二見いすず: 12月に入りました。今月のドクタートークは、「アルコール依存症」について、鹿児島県医師会の竹元隆洋(たけもとたかひろ)ドクターにお話を伺います。
どうぞよろしくお願いいたします。

竹元隆洋Dr: よろしくお願いします。

二見いすず: 12月といえば、忘年会などでお酒を飲む機会も増えてきますね。
お酒は、リラックスできたり、コミュニケーションが円滑になったりと良い面もありますが、一方で、アルコール依存症という怖い病気の存在も忘れてはなりませんね。

竹元隆洋Dr: そうですね。

二見いすず: アルコール依存症をあらためてご説明いただくと、どのような病気なのでしょうか。

竹元隆洋Dr: はい。
アルコール依存症は、飲酒行動を自分でコントロールできない病気のことを言います。
例えば、お酒を飲んではいけないと分かっていても、自分の意志では、お酒を止めることができない状態のことです。
体内にアルコールが入っていないと、精神的・身体的に、不快感や禁断症状が襲ってくるのです。
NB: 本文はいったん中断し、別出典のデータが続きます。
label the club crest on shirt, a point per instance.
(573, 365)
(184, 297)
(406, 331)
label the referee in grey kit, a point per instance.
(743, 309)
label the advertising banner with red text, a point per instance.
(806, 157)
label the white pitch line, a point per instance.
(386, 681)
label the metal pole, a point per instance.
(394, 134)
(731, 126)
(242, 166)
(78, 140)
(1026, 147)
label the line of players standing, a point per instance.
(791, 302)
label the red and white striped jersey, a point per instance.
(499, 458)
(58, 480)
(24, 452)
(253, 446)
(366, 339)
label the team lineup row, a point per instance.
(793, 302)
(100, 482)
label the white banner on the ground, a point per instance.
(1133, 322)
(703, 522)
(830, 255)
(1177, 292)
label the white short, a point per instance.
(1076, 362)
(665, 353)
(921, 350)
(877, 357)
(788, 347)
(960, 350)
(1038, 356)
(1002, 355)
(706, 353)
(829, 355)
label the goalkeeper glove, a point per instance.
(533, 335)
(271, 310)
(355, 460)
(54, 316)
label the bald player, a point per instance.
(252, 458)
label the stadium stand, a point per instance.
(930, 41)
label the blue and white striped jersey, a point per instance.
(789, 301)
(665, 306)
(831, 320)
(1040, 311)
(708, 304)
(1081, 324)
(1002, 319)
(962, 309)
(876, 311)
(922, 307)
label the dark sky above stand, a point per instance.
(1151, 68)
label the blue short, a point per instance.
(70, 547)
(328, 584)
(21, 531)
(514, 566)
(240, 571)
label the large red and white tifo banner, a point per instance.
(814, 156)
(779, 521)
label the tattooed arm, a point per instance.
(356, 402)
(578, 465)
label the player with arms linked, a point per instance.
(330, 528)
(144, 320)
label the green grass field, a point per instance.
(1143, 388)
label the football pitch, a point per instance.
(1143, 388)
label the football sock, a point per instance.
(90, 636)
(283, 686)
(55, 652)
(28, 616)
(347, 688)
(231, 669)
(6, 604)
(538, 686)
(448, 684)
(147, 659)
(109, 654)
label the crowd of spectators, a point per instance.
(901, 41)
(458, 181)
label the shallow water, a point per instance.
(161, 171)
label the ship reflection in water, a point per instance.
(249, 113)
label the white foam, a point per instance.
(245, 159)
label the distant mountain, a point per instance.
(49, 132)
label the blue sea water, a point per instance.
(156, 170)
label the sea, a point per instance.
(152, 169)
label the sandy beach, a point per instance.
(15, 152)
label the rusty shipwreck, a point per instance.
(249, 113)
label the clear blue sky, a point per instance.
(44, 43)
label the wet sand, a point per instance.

二見いすず: お酒を止めたくても止めることができない・・・とは怖いですね。
どうしてそのような症状が起こってしまうのでしょうか。

竹元隆洋Dr: はい。
アルコールを習慣的に飲み続け、しかも、1合が2合にになり、2合が3合になると、3合飲まないと済まない脳になってしまいます。
そうすると、体内のアルコールが切れてしまうと、どうしても飲まずにいられなくなってしまうのです。

二見いすず: なるほど。
脳にアルコールを求める回路ができ、脳がアルコールの刺激を求めるわけですね。

竹元隆洋Dr: その通りです。
欲求のままにアルコールを飲み続けると、脳はアルコールに慣れ、さらに刺激を欲しがって飲酒量を増やそうとします。
よく「お酒に強くなった」という方がいますが、これは、脳がアルコールの刺激に慣れて効かなくなり、酔いにくくなったということであって、肝臓のアルコール分解する酵素が増えたわけではないのです。

二見いすず: なるほど。

竹元隆洋Dr: お酒に酔いにくくなったからといって、「お酒が強くなった」と思い込み、脳の欲するままにアルコールを飲んでいると、知らず知らずのうちに肝臓などに大きな負担をかけてしまうことになります。

二見いすず: なるほど、よく分かりました。
本日は「アルコール依存症」についてお話を伺いました。
お話は、鹿児島県医師会の竹元隆洋(たけもとたかひろ)ドクターでした。
ありがとうございました。

竹元隆洋Dr: ありがとうございました。